Foundation of Unrest



     The importance of the Zoot Suit Riots is evident in their history. A style popularized by black jazz musicians and adopted by the youth, became the new fashion trend. Though it quickly became associated with immigrant communities and crime. The wearing of this style during wartime was also seen as being unpatriotic. As if wearing the same clothes as famous black musicians, or relating oneself to immigrant communities was un-American. Synonymous with not accepting societal norms in white America. These tensions eventually led to a bloody brawl between several hundred Navy men and the local youth. This melee forced this Zoot Suit into the public eye and raised the question of why this incident occurred.  
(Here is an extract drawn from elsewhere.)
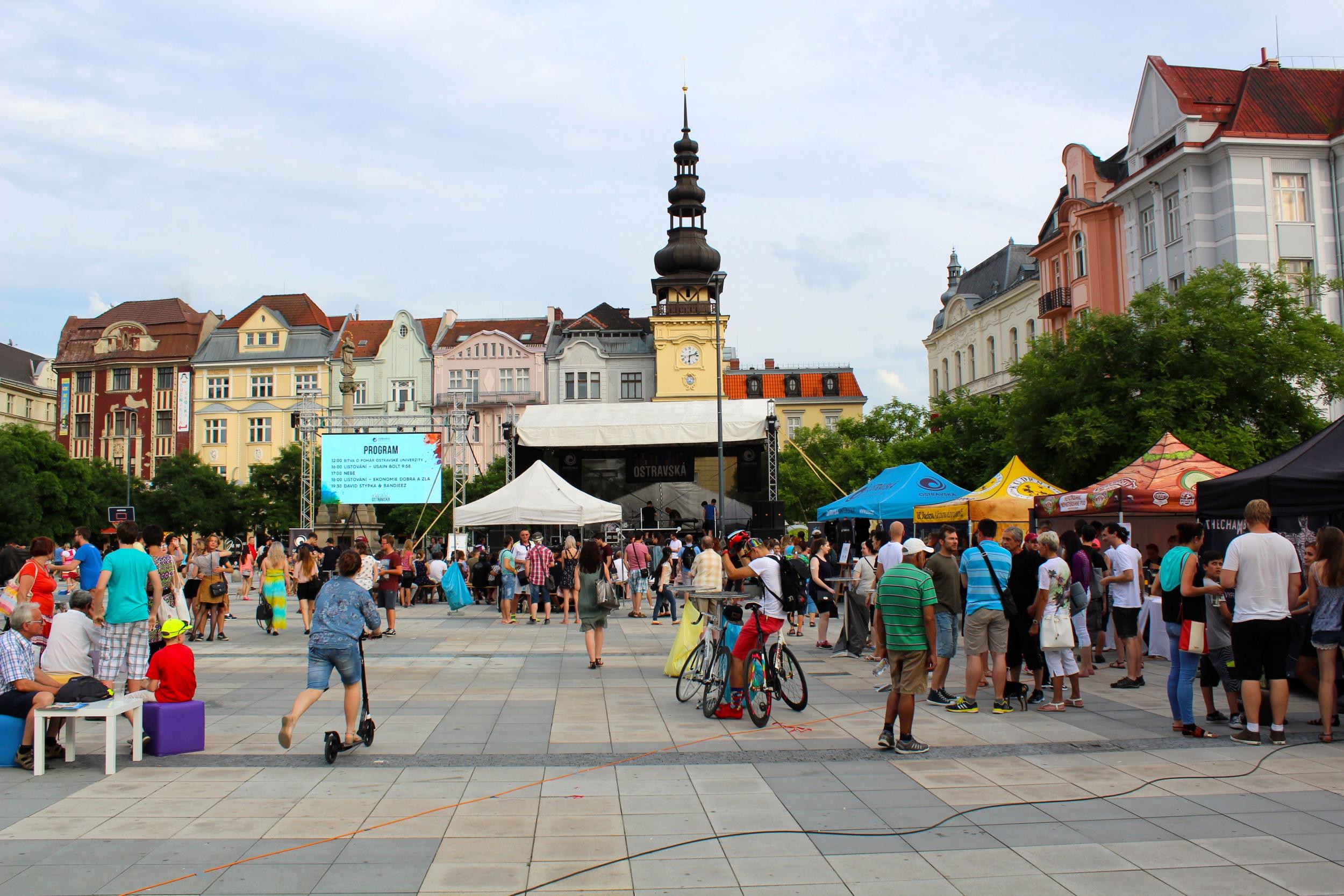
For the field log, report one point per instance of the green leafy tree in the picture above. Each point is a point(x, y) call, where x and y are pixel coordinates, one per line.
point(1235, 364)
     On June 3, 1943 in Los Angeles, CA, a group of servicemen got into a fight with a group of Mexican-Americans wearing zoot suits. Word spread throughout the military barracks and eventually men were roaming the streets and beating anyone with a Zoot Suit. They began dragging any negroes, Mexicans, or filipinos from the streetcars and brutally attacking them with makeshift weapons. This type of action was allowed to continue for four whole days until it was put to an end. Although it was the victims that were arrested for their own protection. The newspapers published articles naming the servicemen as heroes and stating that these criminal zoot suiters were guilty of multiple crimes and that they deserved what came to them. The Zoot Soot Riots were a sign. They were a frightening and brutal image of the status quo in America. How this action by the U.S military, no less, was found acceptable by the police, government, media, and the society as a whole. Historians call these events riots but really they were a massacre and violation of human rights and freedom. They became a foundation of social unrest between all groups of immigrants and the so-called lower-class of America who were labeled this because of their accents and skin color. The country that is supposed to stand by all, as all men are created equal, turned its back on them. The media did not voice any anger over this flagrant and irreparable harm done to these citizens of L.A. But rather it kept up the charade that these men were right in their actions because they were white. This culturalization of racism was saddening and led to physical discrimination and violence on both sides.
      This social unrest was a building block to the L.A riots of 1992. It was something that was so large and so unprecedentedly evil that it made people all over the country open their eyes. Granted it wasn't enough to make a drastic change and that unsolved tension eventually led to the riots over the verdict in the Rodney King case, but the Zoot Suit Riots were key none the less. They made this heinous anti-colored ideology visible and symbols of this injustice like Dr. King and Malcom X came forward to give a voice to the voiceless. They spoke on the institutional basis of racism and bias. They were able to voice what people felt and the anger they had toward this sanctioned racism. I do think that although these Zoot Suit Riots were a tragedy, but that they were a necessary evil for all to see the type of apartheid that existed in America during this time.